クリスティーナ・アギレラの有名な恋愛の歌だけど、gleeについている和訳がすごくすごくいいです。勇気が出るよ。
お兄ちゃんがみんなに絶大な人気があったり、そのお兄ちゃんの顔がたくさんのモニターに映って頭を抱えるところとか、そこでパンチしまくるブレイン。感情移入しまくった。本当にすごくいい。

【その歌詞、ここに書いちゃう】
苦しめられたから 嫌ってると思う?
むしろ感謝してるよ
僕は強くなれた

あんたは本物だと 思い込んでた
実際は偽物だ もうウンザリだよ
いつも一緒に 行動してたけど
遊びは終わり あんたは恥知らずだ

奪われ だまされ 恨んでると思う?
とんでもない その読みは大外れ
おかげで自分の 打たれ強さに気づいたよ
感謝しかない

強くなったし やる気も出てきた
知恵もつけたし 戦う人間になれた
のみ込みも早くなり 図太くもなれた
頭もさえたし おかげで 闘志に火がついた

信じてた僕を 残酷に踏みつけたね
僕は本当の姿から 目をそらしてたんだ
あんたは偽の世界で ウソを隠してる
でも今に分かる 僕は止められない

僕は戦い続ける 止まらない!
後戻りはしない もうウンザリだ!

AH〜!(モニターに映るお兄さんにパンチパンチでシャウト!)

おかげで闘志に火がついた
機転も利くし したたかになった
賢くもなれた
全部 あんたのおかげだ
========================

それで、ブレインはもう1曲、お兄さんとデュエットするんだけどこの曲もまたよい。すごくよい。
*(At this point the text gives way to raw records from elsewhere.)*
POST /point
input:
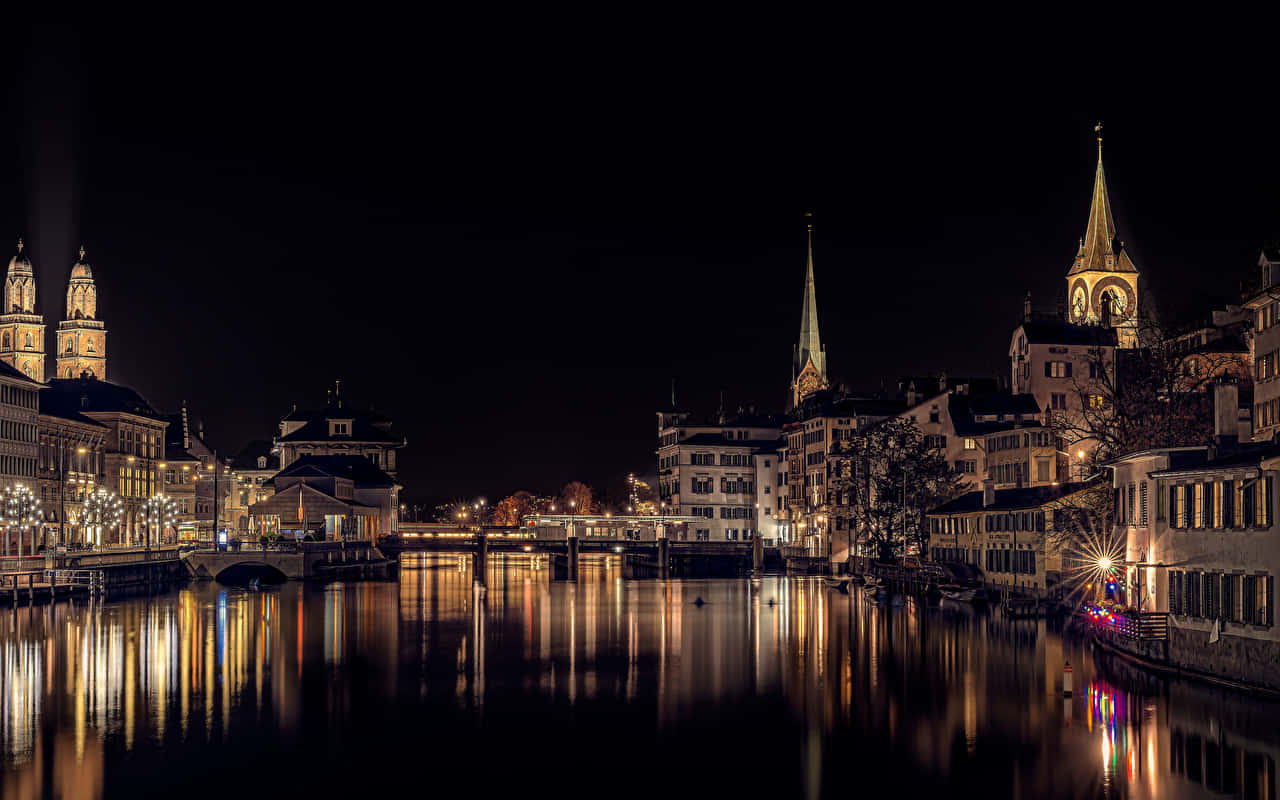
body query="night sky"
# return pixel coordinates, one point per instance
(512, 251)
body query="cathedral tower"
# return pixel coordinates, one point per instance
(81, 337)
(1102, 283)
(22, 328)
(809, 357)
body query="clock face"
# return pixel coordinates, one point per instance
(808, 383)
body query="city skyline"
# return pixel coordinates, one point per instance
(498, 298)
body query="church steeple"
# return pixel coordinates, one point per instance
(81, 337)
(1101, 247)
(809, 357)
(1102, 282)
(22, 328)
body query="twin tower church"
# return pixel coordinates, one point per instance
(1101, 289)
(81, 348)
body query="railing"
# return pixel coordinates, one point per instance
(92, 579)
(1138, 626)
(77, 560)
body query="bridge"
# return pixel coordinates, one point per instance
(300, 561)
(641, 543)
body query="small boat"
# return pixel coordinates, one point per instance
(958, 594)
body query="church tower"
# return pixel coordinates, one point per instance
(1102, 283)
(809, 357)
(22, 328)
(81, 337)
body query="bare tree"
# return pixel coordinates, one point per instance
(579, 497)
(513, 508)
(886, 478)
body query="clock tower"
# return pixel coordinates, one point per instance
(809, 357)
(81, 337)
(22, 328)
(1102, 283)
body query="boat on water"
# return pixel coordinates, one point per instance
(959, 594)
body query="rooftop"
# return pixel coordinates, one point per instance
(1009, 499)
(92, 396)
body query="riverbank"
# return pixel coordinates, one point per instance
(1176, 657)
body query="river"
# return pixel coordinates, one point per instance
(603, 688)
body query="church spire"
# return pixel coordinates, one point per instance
(809, 357)
(1101, 247)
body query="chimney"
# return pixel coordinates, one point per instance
(1226, 416)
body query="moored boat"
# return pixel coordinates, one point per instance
(958, 594)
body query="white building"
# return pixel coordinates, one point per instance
(1202, 545)
(709, 470)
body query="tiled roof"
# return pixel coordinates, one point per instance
(88, 396)
(1042, 332)
(1008, 499)
(255, 449)
(360, 471)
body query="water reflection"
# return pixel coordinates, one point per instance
(814, 688)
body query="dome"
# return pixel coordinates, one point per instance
(81, 268)
(19, 264)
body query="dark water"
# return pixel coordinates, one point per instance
(602, 689)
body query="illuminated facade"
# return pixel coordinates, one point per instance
(72, 462)
(133, 448)
(1102, 282)
(81, 337)
(22, 327)
(709, 470)
(809, 357)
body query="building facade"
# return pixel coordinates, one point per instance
(339, 429)
(81, 347)
(72, 465)
(1010, 538)
(709, 471)
(133, 448)
(1264, 302)
(1205, 549)
(328, 498)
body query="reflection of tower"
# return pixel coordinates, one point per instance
(1102, 283)
(81, 337)
(22, 329)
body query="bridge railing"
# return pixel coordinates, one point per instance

絶縁の歌!
Gotyeっていう人たちの、Somebody That I Used To Knowっていう歌。 これももともとは失恋の歌らしいけど、gleeの和訳だと、しんどい親とこんがらがってる関係の歌としても聞ける歌詞になってます。

【その歌詞も書いちゃうね】
一緒にいた頃を思い出す
死ぬほど幸せだと言ってたよね
もうダメだと気づいた時
お前は“友達でいよう”と
俺は離れられてうれしかった

でもあんまりな仕打ちだ
何の縁もなかったふりか
愛は要らないけど他人顔には傷つくよ
そこまで冷たいなんて
電話番号まで変えたよね
でも もういいさ
ただの“昔の知り合い”だ

(お兄さんをにらんで怒りながら歌うブレイン)
いつも傷つけられる一方だった
自分のせいだと思い込まされて
そんな暮らしは嫌だ
あんたの言葉に左右され
最後には“水に流そう”
これ以上振り回されるもんか

(お兄さんのパート)
だからって冷たすぎる
何の縁もなかったふりか
愛は要らないけど他人顔はやるせない
そこまで無視するとは
電話番号も変えたよな
でも もういいよ
単なる“昔の知り合い”だ
お前は過去の人間だ
昔の知り合いでしかない

(2人で)
もう終わった関係さ

=====

ブレインが思いをぶちまけると、お兄さんが分かってくれて和解、っていうのは(私にとっては)ファンタジーだけど、理想だよね。でもお兄さんはやっぱり相変わらず、っていうのもいい。
「glee」の中の“アメリカの様子”は、日本とソックリだけど、日本ではこういうドラマは絶対にない、というのが、まったく違うところだなと思います。
posted by tabusa at 10:34| Comment(3) | ノノシット関連 | このブログの読者になる | 更新情報をチェックする

2013年01月20日

アドバイス餓鬼

NHKオンデマンドで「カーネーション」を見終えた。“毒親”っぽい感じのとこがあったので、それについて書きます。
主人公の糸子の孫・里香(16歳くらい)が、母親である優子を煙たがって、家に住み着いてる。優子が過干渉で支配型な母親であるというシーンはちょくちょく出てきた。第133回で里香が告白するシーンが心に残りました。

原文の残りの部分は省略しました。